Tanıdık kelimeler. “Çağrı”nın eşanlamlısını bulmak o kadar da zor değil; aslında çok kolay. Kişisel, bireysel yeteneğinizi, yeteneğinizi, amacınızı nasıl anlayabilirsiniz? Sırada kendi temel eğiliminizi ortaya çıkarma mekanizması var.

Bir insan hayatta bir yol seçmeyi ilk kez ne zaman düşünür?

Bu 15-17 yaşlarında olur. Alt sınır lise 9. sınıf, üst sınır ise lisansüstü derslerdir. İnsan esnek bir yaratıktır, dolayısıyla sosyal ve biyolojik zamanın gereklerine uyum sağlar. Doğru, farklı bakış açıları var. Örneğin ünlü psikolog ve filozof Erich Fromm, kitaplarından birinde, hayatta meslek seçmek için en uygun zamanın 30'a yakın olduğu yönünde bir ifade bırakmıştır. Bu durumun kendi nedenleri vardır: Bir kişi zaten yeterince olgunlaşmıştır. bilinçli olarak bir şey seçin. Hata olasılığı o kadar büyük değil, korkular daha az veya hiç yok çünkü deneyim var.

Ama çoğu insanın bu lüksü yok. İnsan varoluşunun sosyal ve biyolojik boyutları acımasızdır. Ve sonra durum daha da kötüleşecek, hız her geçen gün artıyor. Örneğin Japonya'da, beş yaşındaki çocuklar bile gelecekteki tüm kaderlerini belirleyecek sınavlara girmek zorunda kalıyor: hangi okula gidecekleri, hangi şirkette çalışacakları. Ancak çocuklar hala aramakla ilgili hiçbir şey bilmiyorlar. Bu kelimenin yorumlanması onlar için daha da erişilemez. Bu nedenle Avrupalı ​​ve Rus çocuklar hala şanslı.

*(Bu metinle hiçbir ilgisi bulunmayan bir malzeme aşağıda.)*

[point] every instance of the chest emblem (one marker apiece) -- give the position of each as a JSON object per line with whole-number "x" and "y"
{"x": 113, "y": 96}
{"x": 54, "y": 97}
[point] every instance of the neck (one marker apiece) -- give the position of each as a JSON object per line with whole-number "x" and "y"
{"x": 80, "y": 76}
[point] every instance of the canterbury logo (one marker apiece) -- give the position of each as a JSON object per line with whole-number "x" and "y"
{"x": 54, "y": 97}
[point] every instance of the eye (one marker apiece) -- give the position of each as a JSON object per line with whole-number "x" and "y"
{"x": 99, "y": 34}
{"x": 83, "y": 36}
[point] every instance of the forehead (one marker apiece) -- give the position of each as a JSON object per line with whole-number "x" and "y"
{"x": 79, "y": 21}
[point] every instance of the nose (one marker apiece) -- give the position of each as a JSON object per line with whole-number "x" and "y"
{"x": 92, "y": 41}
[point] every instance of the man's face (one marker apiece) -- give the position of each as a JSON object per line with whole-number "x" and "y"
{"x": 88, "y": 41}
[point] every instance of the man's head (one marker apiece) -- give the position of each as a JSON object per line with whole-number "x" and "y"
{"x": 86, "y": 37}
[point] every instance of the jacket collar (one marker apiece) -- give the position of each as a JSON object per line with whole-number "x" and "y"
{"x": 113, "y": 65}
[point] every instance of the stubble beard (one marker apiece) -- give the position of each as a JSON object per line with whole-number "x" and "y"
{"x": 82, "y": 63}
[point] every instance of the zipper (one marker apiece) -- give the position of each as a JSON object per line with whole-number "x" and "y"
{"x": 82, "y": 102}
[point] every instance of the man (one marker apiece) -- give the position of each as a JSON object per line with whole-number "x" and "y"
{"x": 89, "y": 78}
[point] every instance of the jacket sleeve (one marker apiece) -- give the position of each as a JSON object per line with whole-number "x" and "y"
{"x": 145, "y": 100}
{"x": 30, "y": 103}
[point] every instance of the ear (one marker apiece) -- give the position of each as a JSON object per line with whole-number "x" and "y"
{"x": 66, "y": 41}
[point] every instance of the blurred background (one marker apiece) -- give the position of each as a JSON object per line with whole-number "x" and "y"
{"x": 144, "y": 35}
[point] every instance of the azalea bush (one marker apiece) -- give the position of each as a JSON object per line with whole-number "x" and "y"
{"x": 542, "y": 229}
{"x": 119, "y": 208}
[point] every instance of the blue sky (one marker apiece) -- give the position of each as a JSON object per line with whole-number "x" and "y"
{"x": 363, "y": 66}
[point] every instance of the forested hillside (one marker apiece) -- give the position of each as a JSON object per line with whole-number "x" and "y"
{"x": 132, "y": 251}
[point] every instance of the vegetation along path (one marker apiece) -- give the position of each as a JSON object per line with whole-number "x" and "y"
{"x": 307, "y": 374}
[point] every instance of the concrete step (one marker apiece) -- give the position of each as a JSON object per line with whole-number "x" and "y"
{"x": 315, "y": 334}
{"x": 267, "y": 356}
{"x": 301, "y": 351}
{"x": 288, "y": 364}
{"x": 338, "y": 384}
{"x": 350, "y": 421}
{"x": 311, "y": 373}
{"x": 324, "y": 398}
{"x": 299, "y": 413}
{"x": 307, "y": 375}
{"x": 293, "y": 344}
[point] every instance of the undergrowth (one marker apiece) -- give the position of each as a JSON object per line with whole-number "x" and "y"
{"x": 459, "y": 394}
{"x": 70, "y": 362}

Onlar için kendi kaderini tayin etme anı, daha önce de belirtildiği gibi erken ergenlik döneminde (15-17 yaşlarında) ortaya çıkar. Hayatta bir yol seçme ihtiyacının yanı sıra, belki de ilk kez, aktif aktiviteyi engelleyen ve bazen ona zarar veren ciddi düşünceler ortaya çıkıyor. İnsan ilk kez hayatının ve seçimlerinin sorumluluğunun farkına varır.

Deneme yanılma yöntemi

Korkuların dalgalar gibi bu dönemde bir erkek veya kızı yutup çocukları yok etmemesi için, erken ergenlik eşiğine belirli bagajlarla yaklaşmaları gerekir: kulüpler, ilgi kulüpleri, çeşitli oyunlar. O zaman profesyonel olarak kendi kaderini tayin etme süreci o kadar acı verici ve acı verici olmayacaktır. Her ne kadar burada samimiyetsiz olsak da, çünkü çağırmak acı çekmek demektir. Hayatta bazı şeyler ne kadar hazırlıklı olursanız olun kolay olmuyor.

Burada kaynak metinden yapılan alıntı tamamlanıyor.